This is Anne of All Trades and I’m back with the workshop renovation I’m completing this week. This project is sponsored by 3M and I am working in partnership with the 3M experts on this forum to complete my build. It’s time to tackle the windows on the other side of the shop but in a different way. The no-weld window frames with the sliding acrylic were a perfect option for the front of the workshop because I needed the ventilation but on the back of the shop sits a busy road and I don’t want those windows to open. I also wanted to add some privacy so I sanded down the acrylic that I would be using and asked the 3M engineers what the best way of attaching these to my workshop would be.
They got back to me and suggested that using 3MTM Scotch-WeldTM Polyurethane Reactive (PUR) Adhesive to attach the acrylic directly to the studs in the wall would be the best solution to my problem. I can then also use the PUR Adhesive to attach the trim for the windows on top of the acrylic.

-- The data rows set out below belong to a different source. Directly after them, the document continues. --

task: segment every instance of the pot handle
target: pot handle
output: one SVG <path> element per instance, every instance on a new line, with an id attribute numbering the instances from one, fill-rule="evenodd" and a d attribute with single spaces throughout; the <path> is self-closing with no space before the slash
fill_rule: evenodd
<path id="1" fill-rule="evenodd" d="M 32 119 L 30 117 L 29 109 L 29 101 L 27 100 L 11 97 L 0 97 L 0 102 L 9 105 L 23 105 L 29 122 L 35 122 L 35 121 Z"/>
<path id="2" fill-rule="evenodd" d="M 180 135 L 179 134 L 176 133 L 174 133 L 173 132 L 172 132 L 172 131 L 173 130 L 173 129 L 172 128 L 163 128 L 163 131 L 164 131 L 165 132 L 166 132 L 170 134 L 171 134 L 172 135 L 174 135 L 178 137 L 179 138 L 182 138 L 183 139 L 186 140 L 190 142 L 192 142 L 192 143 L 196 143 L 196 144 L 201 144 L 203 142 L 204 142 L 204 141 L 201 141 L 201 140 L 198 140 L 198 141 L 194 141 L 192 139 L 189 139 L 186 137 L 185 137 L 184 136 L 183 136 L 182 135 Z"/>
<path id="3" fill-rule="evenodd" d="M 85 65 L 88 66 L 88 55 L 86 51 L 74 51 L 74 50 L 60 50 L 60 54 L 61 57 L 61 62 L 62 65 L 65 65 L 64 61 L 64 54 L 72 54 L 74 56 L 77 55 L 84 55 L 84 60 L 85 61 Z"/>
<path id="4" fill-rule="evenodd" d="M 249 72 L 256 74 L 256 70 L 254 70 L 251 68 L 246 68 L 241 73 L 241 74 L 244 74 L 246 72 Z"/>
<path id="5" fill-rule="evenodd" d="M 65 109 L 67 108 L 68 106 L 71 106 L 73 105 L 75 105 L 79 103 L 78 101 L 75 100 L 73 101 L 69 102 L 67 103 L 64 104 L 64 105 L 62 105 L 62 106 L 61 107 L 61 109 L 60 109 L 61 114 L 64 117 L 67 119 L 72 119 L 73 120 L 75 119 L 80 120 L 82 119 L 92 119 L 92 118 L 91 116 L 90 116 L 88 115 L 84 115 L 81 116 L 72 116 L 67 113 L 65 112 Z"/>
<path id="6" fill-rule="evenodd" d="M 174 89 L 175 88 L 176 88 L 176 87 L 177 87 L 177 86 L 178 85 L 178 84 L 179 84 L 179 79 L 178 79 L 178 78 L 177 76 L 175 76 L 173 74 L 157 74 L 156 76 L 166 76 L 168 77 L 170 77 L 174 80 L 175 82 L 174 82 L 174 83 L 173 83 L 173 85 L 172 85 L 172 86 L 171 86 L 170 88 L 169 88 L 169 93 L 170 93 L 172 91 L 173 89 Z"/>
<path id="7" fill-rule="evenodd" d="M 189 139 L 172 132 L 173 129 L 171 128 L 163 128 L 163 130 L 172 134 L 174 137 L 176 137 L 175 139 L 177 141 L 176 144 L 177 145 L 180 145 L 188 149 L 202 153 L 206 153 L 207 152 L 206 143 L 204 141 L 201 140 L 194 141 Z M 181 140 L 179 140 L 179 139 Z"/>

This will save me 1,000 headaches trying to drill and screw the acrylic to the studs as it’s such a brittle material and I didn’t want to risk damaging it.
The first task was the prepare both the applicator and the adhesive, which meant hooking up the applicator to an air compressor set to 80 PSI. Next, add the tube of adhesive and let it warm up for 45 minutes, take it out and let it sit for 60 seconds, remembering to wear gloves. After letting it sit, pierce the tip of the tube with a nail punch, attach the applicator tip, put it back in the applicator and ready to go.
There are a couple of questions I have for the 3M engineers:
- How long can I leave the adhesive after it has heated up before application?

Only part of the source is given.